Ecouter : Qien lo impide

(Quién lo impide). Avec : Candela Recio, Pablo Hoyos, Sílvio Águilar, Pablo Gavira, Rony-Michelle Pinzaru, Clàudia Navarro, Marta Casado, Sancho Javiérez, Jorge. 3h40.

Séance zoom initiée par Jonas Trueba avec neuf adolescents à l’écran. Il leur annonce que le film, débuté il y a cinq ans, est fini. Les jeunes avaient alors 15 ans, ils vont maintenant en avoir bientôt 20. Ils se réjouissent de la concrétisation de cette aventure mais craignent que la durée du film, 3h40, ne le destine qu'à quelques happy few. Il faut faire confiance au spectateur, assure Jonas Trueba.

Automne 2016. Sur la pelouse d'un parc, Jonas Trueba explique aux lycéens qu'ils doivent être eux-mêmes et pas des personnages de fiction. Il les répartit en trois groupes qui doivent se trouver un conflit qui va nécessiter, comme dans ce qui se passe au lycée espagnol, un recours à la médiation de deux lycéens pour le résoudre.

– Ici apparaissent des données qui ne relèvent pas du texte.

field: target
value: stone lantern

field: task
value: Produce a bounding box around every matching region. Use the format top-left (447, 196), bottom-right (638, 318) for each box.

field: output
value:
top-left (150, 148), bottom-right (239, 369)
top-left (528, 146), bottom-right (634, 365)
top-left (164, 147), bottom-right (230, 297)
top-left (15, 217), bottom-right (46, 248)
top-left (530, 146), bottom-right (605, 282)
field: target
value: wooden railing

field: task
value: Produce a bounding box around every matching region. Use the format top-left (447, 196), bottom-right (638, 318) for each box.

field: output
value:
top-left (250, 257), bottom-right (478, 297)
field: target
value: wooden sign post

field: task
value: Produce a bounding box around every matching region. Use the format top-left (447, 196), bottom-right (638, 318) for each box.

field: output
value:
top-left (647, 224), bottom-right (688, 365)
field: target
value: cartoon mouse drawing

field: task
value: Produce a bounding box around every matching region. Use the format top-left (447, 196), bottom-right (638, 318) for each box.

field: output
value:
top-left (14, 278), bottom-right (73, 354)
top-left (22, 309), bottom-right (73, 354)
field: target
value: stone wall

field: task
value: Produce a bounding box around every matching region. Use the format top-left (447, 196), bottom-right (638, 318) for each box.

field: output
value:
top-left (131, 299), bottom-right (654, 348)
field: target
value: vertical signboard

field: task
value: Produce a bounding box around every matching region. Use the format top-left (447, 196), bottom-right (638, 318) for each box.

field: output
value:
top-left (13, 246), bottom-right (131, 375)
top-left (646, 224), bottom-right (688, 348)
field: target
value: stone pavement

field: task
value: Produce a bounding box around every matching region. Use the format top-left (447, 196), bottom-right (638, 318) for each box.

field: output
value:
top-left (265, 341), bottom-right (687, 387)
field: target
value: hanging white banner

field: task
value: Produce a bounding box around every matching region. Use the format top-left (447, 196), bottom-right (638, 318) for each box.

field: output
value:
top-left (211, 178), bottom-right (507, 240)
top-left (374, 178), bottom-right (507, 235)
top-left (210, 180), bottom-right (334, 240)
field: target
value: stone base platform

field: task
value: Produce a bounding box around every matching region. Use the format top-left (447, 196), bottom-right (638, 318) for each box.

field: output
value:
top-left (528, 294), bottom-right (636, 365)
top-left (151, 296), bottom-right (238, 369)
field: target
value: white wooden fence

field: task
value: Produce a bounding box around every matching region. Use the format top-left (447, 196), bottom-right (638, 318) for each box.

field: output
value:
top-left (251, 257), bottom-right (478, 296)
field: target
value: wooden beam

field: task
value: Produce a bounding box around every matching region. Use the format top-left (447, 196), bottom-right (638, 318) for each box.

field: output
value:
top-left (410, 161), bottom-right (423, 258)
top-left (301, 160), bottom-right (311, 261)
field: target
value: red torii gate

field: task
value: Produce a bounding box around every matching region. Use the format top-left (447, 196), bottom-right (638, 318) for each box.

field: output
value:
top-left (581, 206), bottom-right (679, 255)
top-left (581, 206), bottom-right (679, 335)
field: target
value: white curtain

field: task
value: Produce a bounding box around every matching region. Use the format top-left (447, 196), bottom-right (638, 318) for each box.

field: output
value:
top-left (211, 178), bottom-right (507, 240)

Ce sont Candela Recio et Pablo Hoyos (dit Pablo) qui jouent les médiateurs : d'abord entre Pablo Gavira (dit Gavira), aux cheveux décolorés, et Claudia Navarro. Gavira, qui a insisté pour que Claudia soit son ex petite-amie dans la fiction, dit qu’il ne supporte plus sont véganisme maintenant qu’ils ne sont plus qu'amis. Deux amies sont fâchées car l'une est amie avec une nouvelle que l'autre ne supporte pas.

Chez les parents de Marta, partis en week-end, sont réunis un groupe d'amis de seconde. Un autre Pablo drague ostensiblement Candela et lui demande sans ambages de coucher avec elle. Dans la soirée, le groupe joue à "Je n'ai jamais". Quand Gavira dit "Je n'ai jamais désiré personne d'entre vous", seul le Pablo de la soirée boit une gorgée de vodka, signe que, pour lui, c'est le cas. Candela en est troublée mais le Pablo qui a trop bu s'endort vite. Le matin tôt, Candela rentre chez elle en écoutant sa chanson préférée "Qui t'en empêche" (titre original du film) de Rafael Berio appelant à larguer les amarres familiales.

Octobre 2016 : Manifestation lycéenne contre la réforme de l'éducation nationale, visant à renforcer la privatisation et imposer un examen supplémentaire en fin de cursus

Jonas Trueba réunit les jeunes des classes de secondes et de premières pour qu'ils expriment leurs frustrations face au système scolaire. Révolte contre la suppression des cours de philosophie en collège; trop d'heures passées à étudier pour rien d'autre que le diplôme, frustration de ne pas avoir plus de temps pour pratiquer les choses que l'on aime; peur de penser et de voter comme ses parents. Le jeune Rodriguez dit la difficulté d'échapper au sentiment de solitude; on cherche absolument à être avec un groupe

Pablo se sent seul. Il est bientôt exclu d'un groupe pour ne jamais rien dire. Il marche sur un terrain vague au soleil couchant. Puis il se fait mettre à l'écart par le prof de gym quand il se venge d'un croc-en-jambe.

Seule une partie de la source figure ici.